—The question here arises on appeal from an *322order made at special term, denying a motion, on the part of the defendant, that Peter B. Amory be joined as a party-plaintiff in this action as of the time he became interested therein, and that the judgment and proceedings be so amended. It appears that the case has been tried, and judgment rendered for the plaintiff, and that an appeal has been taken, which is not yet determined ; and a further appeal or a new trial is contemplated by the defendant, if the result of the present appeal is adverse to him.
The plaintiff assigned his interest in the demand in suit to Amory, who has made the advances to carry on the action since a trial was had before the referee. As the plaintiff retains a small interest only, and is now insolvent, the defendant desires that Amory, the responsible party, for whom the action is now prosecuted, shall be made a party-plaintiff, not only for the purpose of obtaining his liability for costs, but also for restitution in case the judgment shall be reversed, the said Amory having collected a large part of the judgment since its recovery.
The provisions of the Code relied on to sustain the motion are sections 121 and 173. Section 121 authorizes the action to be continued in the name of the original party, in case of a transfer of interest by means other than death, marriage, or disability. It provides also for allowing the person to whom the transfer is made to be substituted in the action. The latter .clause relates to the particular subject of introducing new parties to an action, by reason of an assignment of the interest of an original party. The language of this paragraph is poor authority for compelling a person to whom an interest has been transferred, pending an action, to become a party thereto.
In my opinion, the application is to be allowed in the discretion of the court, when the person to whom the transfer has been made demands it, and on the application of such party only. I am unable to perceive that authority to permit or allow an act to be done, can be construed as authority to compel it, against the wish of the person in whose favor the provision is made.
I have not overlooked the case of Shearman a. Coman (22 How. Pr., 517), decided at special term, but with great respect for the learned justice who made that decision, I am unable to concur in his views.

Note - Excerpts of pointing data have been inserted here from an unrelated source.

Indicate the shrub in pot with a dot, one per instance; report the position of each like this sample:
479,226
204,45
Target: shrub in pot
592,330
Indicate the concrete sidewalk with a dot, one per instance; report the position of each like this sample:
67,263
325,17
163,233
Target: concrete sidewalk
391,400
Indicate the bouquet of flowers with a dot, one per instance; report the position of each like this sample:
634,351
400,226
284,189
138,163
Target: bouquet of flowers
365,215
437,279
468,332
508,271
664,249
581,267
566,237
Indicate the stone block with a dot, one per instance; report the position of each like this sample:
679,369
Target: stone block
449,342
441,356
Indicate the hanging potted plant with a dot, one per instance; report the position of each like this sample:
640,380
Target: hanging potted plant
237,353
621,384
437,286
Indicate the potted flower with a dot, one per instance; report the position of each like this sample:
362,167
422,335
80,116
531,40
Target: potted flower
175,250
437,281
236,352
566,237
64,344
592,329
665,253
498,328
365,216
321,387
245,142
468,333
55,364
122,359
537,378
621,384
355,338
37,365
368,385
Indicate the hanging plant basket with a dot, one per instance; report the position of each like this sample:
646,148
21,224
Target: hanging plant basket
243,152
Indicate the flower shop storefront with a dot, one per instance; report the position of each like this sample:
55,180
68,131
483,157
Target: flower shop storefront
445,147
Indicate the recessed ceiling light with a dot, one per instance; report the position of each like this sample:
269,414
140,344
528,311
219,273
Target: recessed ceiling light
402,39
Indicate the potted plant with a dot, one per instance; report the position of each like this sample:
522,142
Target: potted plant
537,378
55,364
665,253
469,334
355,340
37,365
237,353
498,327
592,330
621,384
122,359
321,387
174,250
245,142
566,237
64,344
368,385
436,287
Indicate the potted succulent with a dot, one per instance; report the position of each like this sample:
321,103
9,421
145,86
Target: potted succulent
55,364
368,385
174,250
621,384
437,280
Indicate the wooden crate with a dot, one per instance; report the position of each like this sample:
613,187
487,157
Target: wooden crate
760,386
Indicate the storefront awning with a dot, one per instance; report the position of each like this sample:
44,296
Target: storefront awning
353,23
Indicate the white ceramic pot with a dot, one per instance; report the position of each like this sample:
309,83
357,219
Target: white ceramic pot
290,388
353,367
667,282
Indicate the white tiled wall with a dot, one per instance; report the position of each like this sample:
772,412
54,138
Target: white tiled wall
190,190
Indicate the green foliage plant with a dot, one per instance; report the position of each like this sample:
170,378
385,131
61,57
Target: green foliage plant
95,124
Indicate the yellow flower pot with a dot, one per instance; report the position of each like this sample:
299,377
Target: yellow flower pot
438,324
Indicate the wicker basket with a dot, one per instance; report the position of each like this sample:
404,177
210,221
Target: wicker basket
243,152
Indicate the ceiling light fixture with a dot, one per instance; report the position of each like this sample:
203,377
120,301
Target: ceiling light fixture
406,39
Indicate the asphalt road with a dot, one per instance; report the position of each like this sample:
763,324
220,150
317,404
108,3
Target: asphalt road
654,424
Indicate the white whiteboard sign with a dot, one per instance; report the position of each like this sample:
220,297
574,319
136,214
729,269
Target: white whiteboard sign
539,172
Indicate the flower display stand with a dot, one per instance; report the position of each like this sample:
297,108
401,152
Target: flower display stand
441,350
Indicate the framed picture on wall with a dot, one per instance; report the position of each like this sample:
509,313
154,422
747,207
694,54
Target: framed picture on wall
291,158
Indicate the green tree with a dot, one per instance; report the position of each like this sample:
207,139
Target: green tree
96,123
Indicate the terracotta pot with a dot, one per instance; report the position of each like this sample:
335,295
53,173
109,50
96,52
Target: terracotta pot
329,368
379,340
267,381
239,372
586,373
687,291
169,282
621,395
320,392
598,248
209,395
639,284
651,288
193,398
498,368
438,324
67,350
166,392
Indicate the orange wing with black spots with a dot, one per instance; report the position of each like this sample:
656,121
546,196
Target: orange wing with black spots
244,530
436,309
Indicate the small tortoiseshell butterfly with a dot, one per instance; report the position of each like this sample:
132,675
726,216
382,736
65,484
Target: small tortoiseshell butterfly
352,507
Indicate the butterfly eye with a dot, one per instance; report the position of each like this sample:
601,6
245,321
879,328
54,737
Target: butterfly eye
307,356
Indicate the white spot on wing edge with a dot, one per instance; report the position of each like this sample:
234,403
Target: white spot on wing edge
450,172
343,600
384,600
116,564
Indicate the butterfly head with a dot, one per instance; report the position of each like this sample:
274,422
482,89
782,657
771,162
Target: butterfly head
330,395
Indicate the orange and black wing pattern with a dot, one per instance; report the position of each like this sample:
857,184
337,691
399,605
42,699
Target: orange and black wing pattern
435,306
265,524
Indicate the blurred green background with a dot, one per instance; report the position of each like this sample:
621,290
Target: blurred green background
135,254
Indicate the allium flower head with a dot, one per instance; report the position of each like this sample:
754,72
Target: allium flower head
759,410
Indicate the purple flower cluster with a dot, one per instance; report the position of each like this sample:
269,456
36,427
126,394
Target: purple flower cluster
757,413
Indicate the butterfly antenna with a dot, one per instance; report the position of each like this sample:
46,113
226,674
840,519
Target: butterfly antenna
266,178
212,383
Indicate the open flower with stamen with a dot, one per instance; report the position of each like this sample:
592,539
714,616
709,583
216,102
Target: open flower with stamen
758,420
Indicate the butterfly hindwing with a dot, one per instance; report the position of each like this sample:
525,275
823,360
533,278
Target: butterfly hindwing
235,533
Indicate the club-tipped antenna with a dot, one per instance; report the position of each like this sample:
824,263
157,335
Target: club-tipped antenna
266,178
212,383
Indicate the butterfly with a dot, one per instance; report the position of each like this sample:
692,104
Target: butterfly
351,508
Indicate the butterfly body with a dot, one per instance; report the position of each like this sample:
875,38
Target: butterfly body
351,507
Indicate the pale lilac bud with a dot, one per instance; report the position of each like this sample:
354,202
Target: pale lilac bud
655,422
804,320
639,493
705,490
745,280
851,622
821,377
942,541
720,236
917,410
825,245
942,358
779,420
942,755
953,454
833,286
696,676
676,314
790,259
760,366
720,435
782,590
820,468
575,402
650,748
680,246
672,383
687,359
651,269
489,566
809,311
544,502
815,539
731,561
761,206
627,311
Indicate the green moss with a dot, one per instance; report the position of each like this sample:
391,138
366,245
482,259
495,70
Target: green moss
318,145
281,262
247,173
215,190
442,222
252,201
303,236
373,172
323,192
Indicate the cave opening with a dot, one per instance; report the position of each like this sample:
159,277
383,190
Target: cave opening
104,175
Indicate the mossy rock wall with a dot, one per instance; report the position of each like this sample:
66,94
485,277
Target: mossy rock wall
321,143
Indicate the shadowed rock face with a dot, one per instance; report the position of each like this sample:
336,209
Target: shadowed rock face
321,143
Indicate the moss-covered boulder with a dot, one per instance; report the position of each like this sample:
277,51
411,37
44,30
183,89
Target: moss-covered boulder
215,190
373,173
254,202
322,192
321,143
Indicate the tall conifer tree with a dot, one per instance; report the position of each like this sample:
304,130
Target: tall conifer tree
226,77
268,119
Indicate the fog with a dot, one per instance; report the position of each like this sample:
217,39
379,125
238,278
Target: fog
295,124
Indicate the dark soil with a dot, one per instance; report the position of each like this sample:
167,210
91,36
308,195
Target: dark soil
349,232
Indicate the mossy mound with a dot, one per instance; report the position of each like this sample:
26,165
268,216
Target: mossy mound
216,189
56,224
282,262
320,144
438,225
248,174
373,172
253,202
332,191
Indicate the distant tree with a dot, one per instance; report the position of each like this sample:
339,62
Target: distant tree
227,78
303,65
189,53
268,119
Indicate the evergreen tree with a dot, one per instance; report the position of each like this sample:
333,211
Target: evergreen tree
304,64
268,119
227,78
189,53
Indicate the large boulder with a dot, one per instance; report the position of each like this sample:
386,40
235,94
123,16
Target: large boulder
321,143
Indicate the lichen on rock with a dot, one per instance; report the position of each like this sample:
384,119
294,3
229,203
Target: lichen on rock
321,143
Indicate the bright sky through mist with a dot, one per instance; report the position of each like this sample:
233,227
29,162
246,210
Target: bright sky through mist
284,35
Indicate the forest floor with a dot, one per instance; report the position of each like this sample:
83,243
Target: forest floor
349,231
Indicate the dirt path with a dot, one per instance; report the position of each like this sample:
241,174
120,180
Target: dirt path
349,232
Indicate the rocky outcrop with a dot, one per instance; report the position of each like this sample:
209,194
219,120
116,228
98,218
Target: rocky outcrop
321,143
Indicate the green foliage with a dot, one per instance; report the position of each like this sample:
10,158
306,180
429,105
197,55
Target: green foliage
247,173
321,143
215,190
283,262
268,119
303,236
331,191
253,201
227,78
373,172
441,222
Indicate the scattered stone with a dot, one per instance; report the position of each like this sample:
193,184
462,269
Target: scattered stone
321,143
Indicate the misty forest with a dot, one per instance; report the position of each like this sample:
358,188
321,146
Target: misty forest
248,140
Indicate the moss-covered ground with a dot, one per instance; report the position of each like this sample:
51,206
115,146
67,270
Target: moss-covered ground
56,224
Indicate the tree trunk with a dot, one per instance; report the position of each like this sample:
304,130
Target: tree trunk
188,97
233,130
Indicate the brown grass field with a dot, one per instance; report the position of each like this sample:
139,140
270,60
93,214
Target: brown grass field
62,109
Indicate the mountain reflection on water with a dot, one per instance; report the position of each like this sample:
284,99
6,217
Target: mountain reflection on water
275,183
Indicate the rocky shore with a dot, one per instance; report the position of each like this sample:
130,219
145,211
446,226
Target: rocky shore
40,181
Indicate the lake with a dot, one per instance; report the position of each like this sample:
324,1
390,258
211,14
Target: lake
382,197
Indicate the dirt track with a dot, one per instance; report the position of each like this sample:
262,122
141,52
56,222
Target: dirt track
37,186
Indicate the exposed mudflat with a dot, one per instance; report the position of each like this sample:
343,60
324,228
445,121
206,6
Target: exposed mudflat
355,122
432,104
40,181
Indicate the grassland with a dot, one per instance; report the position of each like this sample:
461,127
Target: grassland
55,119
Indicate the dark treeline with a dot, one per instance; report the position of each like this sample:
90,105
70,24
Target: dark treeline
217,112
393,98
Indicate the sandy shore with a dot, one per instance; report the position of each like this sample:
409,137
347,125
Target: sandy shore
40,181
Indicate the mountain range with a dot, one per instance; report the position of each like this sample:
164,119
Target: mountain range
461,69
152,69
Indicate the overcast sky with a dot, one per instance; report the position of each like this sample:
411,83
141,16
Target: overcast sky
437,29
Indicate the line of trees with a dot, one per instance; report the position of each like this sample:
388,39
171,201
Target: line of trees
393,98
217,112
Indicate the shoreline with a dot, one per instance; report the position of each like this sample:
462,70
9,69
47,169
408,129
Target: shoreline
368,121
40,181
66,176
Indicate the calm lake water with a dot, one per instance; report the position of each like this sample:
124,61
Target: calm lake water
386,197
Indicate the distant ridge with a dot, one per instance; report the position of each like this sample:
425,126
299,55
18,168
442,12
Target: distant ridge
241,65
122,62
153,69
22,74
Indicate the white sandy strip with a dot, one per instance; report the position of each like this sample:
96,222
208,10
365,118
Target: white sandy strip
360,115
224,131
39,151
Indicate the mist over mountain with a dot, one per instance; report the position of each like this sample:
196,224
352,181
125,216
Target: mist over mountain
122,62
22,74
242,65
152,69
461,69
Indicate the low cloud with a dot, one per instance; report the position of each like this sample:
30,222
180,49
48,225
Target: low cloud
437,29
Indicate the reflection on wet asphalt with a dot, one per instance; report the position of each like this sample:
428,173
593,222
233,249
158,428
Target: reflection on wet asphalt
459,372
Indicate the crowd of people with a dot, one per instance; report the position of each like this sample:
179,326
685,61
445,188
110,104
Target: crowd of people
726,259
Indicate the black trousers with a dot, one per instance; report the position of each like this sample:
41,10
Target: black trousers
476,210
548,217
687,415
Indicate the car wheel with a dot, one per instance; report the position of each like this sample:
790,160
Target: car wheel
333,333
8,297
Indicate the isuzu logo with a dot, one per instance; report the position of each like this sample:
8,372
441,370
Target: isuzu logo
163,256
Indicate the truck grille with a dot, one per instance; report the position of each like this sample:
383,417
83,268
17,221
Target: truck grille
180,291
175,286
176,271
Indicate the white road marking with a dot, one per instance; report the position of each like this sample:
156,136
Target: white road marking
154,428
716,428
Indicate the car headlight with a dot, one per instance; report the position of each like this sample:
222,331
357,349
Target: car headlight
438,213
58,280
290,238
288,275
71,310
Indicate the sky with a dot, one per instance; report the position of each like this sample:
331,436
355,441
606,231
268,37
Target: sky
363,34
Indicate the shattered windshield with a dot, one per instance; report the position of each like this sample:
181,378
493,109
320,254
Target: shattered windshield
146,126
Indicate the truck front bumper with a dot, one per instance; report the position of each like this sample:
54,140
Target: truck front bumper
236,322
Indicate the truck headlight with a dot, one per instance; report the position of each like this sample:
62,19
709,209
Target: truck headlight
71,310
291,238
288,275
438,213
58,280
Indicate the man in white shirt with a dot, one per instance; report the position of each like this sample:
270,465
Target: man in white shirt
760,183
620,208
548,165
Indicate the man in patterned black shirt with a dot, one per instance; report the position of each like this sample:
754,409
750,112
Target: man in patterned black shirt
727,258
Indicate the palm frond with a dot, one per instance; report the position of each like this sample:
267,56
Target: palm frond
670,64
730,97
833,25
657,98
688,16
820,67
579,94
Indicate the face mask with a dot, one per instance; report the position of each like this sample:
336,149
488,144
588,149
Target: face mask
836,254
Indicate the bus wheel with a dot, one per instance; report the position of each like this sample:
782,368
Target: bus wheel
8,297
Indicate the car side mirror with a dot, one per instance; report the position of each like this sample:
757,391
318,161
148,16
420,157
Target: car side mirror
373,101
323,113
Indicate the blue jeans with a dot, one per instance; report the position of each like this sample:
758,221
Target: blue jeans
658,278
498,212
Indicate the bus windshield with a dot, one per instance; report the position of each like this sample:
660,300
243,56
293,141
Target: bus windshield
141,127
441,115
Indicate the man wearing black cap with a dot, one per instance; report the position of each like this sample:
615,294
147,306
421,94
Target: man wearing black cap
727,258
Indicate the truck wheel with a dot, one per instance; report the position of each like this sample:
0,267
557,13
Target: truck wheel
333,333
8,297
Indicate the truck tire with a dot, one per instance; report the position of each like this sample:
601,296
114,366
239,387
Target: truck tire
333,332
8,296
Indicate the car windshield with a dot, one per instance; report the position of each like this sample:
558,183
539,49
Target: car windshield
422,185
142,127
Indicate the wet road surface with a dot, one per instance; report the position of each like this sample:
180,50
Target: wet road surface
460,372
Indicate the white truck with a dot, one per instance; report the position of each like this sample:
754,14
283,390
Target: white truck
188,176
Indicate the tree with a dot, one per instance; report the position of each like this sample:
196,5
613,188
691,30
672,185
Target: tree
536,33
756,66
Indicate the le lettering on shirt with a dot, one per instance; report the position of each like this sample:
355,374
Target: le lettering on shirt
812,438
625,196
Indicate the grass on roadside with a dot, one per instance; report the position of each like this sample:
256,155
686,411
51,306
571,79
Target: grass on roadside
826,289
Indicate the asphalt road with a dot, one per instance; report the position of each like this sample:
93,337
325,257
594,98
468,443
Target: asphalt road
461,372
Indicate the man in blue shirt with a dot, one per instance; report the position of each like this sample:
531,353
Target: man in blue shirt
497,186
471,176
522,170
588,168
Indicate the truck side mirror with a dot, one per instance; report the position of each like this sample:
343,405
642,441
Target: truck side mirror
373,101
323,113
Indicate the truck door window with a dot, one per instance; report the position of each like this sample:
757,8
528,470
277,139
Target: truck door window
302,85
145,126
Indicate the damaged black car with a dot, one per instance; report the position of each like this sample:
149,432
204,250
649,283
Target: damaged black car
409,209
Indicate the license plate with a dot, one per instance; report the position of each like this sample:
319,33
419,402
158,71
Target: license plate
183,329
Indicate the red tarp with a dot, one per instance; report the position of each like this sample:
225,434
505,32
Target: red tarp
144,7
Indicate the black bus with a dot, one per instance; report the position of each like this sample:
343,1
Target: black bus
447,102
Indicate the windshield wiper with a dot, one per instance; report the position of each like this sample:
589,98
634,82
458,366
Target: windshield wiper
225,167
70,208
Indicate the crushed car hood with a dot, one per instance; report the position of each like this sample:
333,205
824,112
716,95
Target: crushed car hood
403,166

. Section 121 has superseded the practice of the late court of *323chancery in respect to the manner of conducting an action where a change or transfer of interest has occurred since the commencement of the action. As to the former practice, see Sedgwick a. Cleveland (7 Paige, 287).
Section 331 affords the defendant as effectual indemnity as to the costs, as he could have by substituting the assignee of the demand as the plaintiff herein. As to the liability of Amory for restitution in the event of the final success of the defendant, his remedy will not be improved, as the order cannot create a retroactive liability in this respect.
Section 173 relates to amendments. The court is thereby authorized to amend any pleading, process, or proceeding, by adding or striking out the name of a party. An amendment signifies the correction of something which was previously defective. It is not the office of an amendment to introduce new facts or parties, arising or becoming interested after the commencement of the suit. A supplemental complaint or answer is the proper practice in such cases.
The order appealed from should be affirmed, with costs.
Sutherland, J.I think the judge at chambers had power to grant the defendant’s motion; and as he denied it solely on the ground of want of power, I think the order should be reversed, irrespective of the question whether he ought to have granted the motion.